Они все четверо уселись в кружок прямо на траву, которая была здесь очень высокой. Лебедев сломил дудку пахучего зонтичника, размял ее и счастливо покрутил головой: «Как освежает!» После городской духоты он все еще не мог вволю насладиться просторами полей и перелесков, щекочущей в горле теплой волной испарений земли. Но, кинув беглый взгляд на Алексея Антоновича, по какой-то невольной ассоциации он вдруг подумал об Анюте, которая, ловя сохнущими губами застойный, тягостный воздух подполья, сейчас стоит у своей наборной кассы и почерневшими от свинцовой пыли пальцами прикладывает литеру к литере. Беспечная улыбка сбежала у него с лица, и он заговорил сдержанно, серьезно:
— Ну, товарищи, рассказывайте прежде всего о своих делах.

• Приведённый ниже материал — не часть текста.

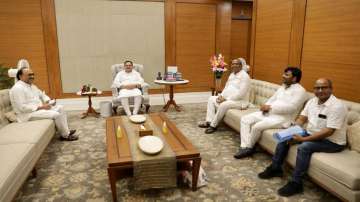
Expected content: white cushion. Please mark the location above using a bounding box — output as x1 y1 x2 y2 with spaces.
0 119 55 145
347 121 360 152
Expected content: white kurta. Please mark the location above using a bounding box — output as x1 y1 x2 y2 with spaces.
221 70 250 101
10 81 50 122
206 70 250 127
301 95 347 145
240 83 306 148
10 80 70 137
112 70 144 98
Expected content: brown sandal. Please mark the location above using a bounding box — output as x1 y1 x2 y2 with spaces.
198 121 210 128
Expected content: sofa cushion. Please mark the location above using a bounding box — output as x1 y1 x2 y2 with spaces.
310 149 360 190
224 107 259 132
347 121 360 152
5 110 17 123
0 89 11 128
0 119 55 145
0 143 36 201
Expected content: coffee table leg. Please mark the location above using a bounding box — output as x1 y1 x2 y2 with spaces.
108 168 117 202
192 157 201 191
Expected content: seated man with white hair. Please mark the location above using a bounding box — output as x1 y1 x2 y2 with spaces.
198 59 250 133
10 61 78 141
112 60 144 116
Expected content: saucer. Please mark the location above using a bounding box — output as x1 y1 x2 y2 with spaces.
138 135 164 155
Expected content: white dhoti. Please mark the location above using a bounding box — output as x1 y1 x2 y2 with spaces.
240 111 288 148
30 105 70 137
117 88 142 116
206 96 246 128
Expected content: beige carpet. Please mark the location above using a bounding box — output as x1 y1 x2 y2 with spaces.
16 103 338 202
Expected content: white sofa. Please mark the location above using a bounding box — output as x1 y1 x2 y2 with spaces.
224 79 360 201
0 90 55 202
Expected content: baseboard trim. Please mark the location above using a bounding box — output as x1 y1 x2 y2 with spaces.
56 91 211 111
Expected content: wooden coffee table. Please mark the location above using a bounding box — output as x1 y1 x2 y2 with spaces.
106 113 201 201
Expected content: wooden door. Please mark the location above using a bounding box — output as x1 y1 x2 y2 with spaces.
175 3 217 91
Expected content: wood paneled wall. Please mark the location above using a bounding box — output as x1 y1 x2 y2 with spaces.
175 3 216 91
253 0 293 83
165 0 231 92
0 0 50 93
251 0 360 102
301 0 360 102
231 2 252 63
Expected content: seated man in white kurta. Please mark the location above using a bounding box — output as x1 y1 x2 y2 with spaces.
234 67 306 159
199 59 250 133
112 61 144 116
10 67 78 141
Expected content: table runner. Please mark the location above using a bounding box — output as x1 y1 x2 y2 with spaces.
121 115 176 190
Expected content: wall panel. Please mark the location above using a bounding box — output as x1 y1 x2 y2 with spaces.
231 20 251 62
301 0 360 102
0 0 50 93
253 0 293 83
176 3 217 91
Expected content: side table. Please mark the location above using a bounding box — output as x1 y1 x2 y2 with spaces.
154 80 189 112
76 91 102 119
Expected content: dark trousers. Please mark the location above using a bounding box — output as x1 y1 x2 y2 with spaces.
272 139 345 184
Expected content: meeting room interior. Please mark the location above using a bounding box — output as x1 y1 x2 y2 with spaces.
0 0 360 202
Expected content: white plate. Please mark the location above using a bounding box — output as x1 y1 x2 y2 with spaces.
129 115 146 123
138 135 164 154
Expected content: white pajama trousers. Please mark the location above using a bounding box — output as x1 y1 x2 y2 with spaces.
119 95 142 116
30 105 70 137
240 111 287 148
206 96 243 127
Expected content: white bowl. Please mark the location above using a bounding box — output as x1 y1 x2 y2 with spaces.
138 135 164 154
129 115 146 123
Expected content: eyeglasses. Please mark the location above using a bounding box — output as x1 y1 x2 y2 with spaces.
314 86 330 90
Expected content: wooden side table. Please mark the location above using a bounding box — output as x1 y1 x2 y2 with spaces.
154 80 189 112
76 91 102 119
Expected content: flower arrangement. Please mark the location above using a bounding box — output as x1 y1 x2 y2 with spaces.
210 54 227 79
80 84 98 93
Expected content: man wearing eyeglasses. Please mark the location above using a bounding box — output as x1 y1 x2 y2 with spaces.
10 67 79 141
112 60 144 116
258 78 347 196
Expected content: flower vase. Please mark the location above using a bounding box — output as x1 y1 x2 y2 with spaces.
215 77 221 93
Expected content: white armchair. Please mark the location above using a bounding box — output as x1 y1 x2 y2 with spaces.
111 63 150 114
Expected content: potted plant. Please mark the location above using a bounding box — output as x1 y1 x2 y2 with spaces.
0 64 14 90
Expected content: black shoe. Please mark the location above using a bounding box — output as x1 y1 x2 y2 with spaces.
205 126 216 134
258 165 283 179
278 181 304 196
234 147 255 159
198 121 210 128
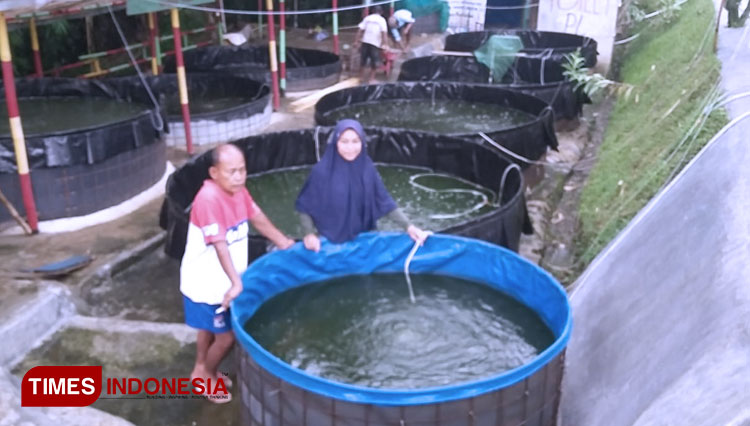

Рассказывать стал Терешин. Коротко, скупо:
— Нечем особенно похвалиться. Все обыкновенно идет. Занимаемся агитацией, дружинников обучаем, оружие достаем, деньги собираем. Всего этого мало, конечно. И медленно. Плохо. Правда, есть и хорошее. Сознание у рабочих проясняется, смелости стало больше. На массовки валом народ идет.
— В Красноярске и в Томске за этот год были тяжелые провалы, — сказал Лебедев.
— У нас после январской забастовки тоже более десятка человек арестовали. Правда, потом всех выпустили. И меня тоже. А уволили с железной дороги многих. И сразу в солдаты.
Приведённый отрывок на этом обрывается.